I wanted to learn how Doom’s WAD files work, so I wrote a simple loader. My goal was just to understand how a WAD is structured, open it and read its contents.


WAD File Overview

A WAD file (“Where’s All the Data”) is Doom’s archive format. It stores maps, textures, sprites, palettes, and other data. The layout is straightforward:

┌──────────────────────────────────────────┐
 Header (12 bytes)                        
 ├── 4 bytes: "IWAD" or "PWAD"            
 ├── 4 bytes: Lump count (little-endian)  
 └── 4 bytes: Directory offset (LE32)     
                                          
 Lump data...                             
                                          
 Directory (16 bytes per entry):          
 ├── 4 bytes: Lump position               
 ├── 4 bytes: Lump size                   
 └── 8 bytes: Lump name (null-padded)     
└──────────────────────────────────────────┘

Each WAD starts with a header that tells me how many “lumps” there are and where the directory is. The directory is a list of fixed-size entries that point to each lump’s position and size in the file.


Data Structures

I used three simple structs to represent the data:

struct WadHeader {
    std::string id;
    uint32_t lumpCount = 0;
    uint32_t directoryOffset = 0;
};

struct LumpEntry {
    std::string name;
    uint32_t position = 0;
    uint32_t size = 0;
};

using LumpDirectoryMap = std::unordered_map<std::string, LumpEntry>;

struct Wad {
    WadHeader header;
    LumpDirectoryMap directoryMap;
    std::vector<char> data;
};
  • WadHeader represents the 12-byte header at the start of the file.
  • LumpEntry represents one entry in the directory.
  • directoryMap lets me look up lumps by name.
  • data holds the entire WAD file in memory.

Keeping the full file in memory simplifies things, I can slice directly from it when I need lump data, without reopening or seeking through the file again.


Reading the File into Memory

To make everything predictable, I wrote a helper that reads the entire WAD into memory. It also resets the stream position afterward so subsequent reads start at the beginning.

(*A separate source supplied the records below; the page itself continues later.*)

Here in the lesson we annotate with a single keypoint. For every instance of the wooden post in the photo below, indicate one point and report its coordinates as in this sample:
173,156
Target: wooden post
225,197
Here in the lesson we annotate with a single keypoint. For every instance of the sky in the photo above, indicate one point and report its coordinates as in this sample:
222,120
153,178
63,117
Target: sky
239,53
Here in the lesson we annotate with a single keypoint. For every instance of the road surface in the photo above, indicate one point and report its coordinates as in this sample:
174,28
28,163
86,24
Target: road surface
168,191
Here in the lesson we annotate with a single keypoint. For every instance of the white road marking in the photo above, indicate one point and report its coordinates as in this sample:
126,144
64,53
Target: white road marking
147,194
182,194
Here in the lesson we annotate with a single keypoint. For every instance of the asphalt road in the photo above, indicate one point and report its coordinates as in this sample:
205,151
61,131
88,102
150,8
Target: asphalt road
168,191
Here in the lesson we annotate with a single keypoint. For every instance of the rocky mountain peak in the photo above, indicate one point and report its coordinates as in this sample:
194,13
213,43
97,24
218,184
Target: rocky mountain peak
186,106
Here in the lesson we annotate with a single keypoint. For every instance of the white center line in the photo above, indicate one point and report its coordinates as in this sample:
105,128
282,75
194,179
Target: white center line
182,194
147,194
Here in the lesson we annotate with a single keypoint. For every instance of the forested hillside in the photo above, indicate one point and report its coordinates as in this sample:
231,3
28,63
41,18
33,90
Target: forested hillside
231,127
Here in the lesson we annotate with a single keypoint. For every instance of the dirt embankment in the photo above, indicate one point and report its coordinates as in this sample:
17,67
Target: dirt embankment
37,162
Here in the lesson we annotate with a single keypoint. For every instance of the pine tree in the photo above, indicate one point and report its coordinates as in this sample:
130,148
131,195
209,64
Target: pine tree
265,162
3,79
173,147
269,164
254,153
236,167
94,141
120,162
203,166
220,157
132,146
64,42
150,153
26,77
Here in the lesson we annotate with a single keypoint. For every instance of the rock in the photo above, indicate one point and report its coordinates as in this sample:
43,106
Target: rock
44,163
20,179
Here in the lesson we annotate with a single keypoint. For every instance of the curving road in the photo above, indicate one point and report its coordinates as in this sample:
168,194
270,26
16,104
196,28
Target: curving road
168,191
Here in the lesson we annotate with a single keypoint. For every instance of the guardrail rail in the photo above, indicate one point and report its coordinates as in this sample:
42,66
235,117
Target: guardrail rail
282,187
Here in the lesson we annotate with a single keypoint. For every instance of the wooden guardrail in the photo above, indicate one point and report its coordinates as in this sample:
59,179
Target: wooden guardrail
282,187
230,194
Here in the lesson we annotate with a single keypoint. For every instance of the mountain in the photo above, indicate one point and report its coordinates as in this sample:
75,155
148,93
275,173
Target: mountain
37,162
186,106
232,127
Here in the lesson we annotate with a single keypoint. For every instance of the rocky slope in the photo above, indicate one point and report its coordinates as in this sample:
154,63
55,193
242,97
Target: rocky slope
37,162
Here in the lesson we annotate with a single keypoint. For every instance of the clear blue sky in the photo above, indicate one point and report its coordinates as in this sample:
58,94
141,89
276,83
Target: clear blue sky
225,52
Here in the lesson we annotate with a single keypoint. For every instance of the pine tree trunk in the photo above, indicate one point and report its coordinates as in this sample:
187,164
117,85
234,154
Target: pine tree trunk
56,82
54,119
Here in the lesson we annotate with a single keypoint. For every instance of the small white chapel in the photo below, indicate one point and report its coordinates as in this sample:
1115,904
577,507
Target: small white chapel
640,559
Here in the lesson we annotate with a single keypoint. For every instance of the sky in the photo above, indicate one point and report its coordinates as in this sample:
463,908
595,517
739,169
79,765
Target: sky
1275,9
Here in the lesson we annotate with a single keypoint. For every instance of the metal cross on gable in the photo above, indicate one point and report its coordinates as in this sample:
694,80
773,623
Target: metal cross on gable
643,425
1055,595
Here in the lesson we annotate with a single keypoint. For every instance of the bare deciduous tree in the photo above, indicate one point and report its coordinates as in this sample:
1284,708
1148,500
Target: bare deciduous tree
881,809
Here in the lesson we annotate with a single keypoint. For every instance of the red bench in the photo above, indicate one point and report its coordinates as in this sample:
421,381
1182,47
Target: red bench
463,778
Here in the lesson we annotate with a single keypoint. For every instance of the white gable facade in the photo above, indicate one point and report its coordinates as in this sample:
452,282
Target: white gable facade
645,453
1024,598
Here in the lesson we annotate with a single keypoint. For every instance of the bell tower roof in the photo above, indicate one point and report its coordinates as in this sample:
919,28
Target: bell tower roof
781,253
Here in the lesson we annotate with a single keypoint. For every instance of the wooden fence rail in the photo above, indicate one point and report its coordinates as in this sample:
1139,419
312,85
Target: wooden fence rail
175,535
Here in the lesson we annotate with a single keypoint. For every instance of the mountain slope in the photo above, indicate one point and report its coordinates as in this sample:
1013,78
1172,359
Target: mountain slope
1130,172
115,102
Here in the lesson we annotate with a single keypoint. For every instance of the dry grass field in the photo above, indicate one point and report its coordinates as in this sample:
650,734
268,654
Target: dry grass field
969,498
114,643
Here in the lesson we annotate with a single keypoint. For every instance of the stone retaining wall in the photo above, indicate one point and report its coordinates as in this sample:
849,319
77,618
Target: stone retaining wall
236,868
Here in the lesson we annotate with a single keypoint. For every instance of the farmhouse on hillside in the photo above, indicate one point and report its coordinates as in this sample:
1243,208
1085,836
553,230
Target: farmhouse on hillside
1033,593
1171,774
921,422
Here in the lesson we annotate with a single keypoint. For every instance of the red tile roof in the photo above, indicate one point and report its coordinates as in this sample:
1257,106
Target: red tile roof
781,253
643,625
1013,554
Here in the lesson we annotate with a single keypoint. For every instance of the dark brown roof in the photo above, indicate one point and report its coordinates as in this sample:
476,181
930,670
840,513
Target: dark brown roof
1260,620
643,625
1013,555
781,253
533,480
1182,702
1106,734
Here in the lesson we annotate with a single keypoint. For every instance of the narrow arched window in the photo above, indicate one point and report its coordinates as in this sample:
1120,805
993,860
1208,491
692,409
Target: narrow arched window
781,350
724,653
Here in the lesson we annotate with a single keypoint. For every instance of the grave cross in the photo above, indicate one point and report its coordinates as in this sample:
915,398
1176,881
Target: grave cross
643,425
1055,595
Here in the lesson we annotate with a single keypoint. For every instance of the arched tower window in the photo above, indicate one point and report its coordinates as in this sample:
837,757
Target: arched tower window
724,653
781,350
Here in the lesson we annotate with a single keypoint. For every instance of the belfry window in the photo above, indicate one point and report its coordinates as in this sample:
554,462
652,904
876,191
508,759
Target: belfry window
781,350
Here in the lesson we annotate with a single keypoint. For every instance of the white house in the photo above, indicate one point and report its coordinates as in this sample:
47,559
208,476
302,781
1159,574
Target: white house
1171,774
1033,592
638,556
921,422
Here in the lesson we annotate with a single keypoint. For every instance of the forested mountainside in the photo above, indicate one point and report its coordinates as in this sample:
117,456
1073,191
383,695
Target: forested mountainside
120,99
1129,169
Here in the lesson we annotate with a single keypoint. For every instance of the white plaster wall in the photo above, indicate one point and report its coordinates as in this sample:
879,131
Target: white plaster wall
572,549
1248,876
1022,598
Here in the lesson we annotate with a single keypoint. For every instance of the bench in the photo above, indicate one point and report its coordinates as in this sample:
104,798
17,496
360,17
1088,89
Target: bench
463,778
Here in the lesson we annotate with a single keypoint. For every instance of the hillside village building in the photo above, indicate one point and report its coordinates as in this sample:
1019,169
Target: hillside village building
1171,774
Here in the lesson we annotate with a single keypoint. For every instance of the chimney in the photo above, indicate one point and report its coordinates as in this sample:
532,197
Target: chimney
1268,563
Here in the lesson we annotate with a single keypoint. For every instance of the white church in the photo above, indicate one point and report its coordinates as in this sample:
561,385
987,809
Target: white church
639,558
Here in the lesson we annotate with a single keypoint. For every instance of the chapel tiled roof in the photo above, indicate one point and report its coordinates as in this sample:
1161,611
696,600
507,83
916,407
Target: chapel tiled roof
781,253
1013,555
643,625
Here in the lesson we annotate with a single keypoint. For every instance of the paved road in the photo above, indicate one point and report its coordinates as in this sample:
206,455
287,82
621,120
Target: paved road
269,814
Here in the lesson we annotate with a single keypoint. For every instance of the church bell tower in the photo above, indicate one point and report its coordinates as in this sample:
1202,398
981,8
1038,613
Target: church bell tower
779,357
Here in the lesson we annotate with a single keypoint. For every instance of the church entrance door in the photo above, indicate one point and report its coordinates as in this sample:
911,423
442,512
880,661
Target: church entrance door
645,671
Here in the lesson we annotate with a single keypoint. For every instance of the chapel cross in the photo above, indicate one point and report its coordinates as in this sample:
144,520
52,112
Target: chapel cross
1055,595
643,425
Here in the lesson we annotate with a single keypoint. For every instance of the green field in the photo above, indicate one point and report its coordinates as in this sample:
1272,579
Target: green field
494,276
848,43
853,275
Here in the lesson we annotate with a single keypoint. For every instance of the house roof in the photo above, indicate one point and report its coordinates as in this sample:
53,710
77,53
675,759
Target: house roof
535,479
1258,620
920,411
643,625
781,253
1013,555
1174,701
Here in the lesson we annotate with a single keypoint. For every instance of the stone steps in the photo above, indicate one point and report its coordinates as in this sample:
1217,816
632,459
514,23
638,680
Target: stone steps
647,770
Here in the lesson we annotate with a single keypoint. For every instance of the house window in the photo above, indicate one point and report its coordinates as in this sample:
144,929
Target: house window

std::vector<char> readData(std::ifstream& fileStream) {
    fileStream.seekg(0, std::ios::end);
    uint32_t size = static_cast<uint32_t>(fileStream.tellg());
    std::vector<char> buffer(size);

    fileStream.seekg(0, std::ios::beg);
    fileStream.read(buffer.data(), size);
    fileStream.seekg(0, std::ios::beg);

    return buffer;
}

This function does three things:

  1. Gets the total size by seeking to the end and using tellg().
  2. Allocates a buffer large enough to hold the whole file and reads it.
  3. Seeks back to the beginning for the next read.

Resetting the cursor is important, otherwise the next read (for the header) will start at the end of the file and return garbage.


Reading the Header

The header is always the first 12 bytes. I read it into a small fixed-size buffer and then extract the values.

WadHeader readHeader(std::ifstream& fileStream) {
    std::array<char, 12> buffer;
    fileStream.read(buffer.data(), static_cast<std::streamsize>(buffer.size()));

    WadHeader header;
    header.id = std::string(buffer.data(), 4);
    header.lumpCount = readLE32(buffer, 4);
    header.directoryOffset = readLE32(buffer, 8);

    return header;
}

The only tricky part is that the integers are stored in little-endian order. That means the least significant byte comes first, so I can’t just reinterpret_cast them directly.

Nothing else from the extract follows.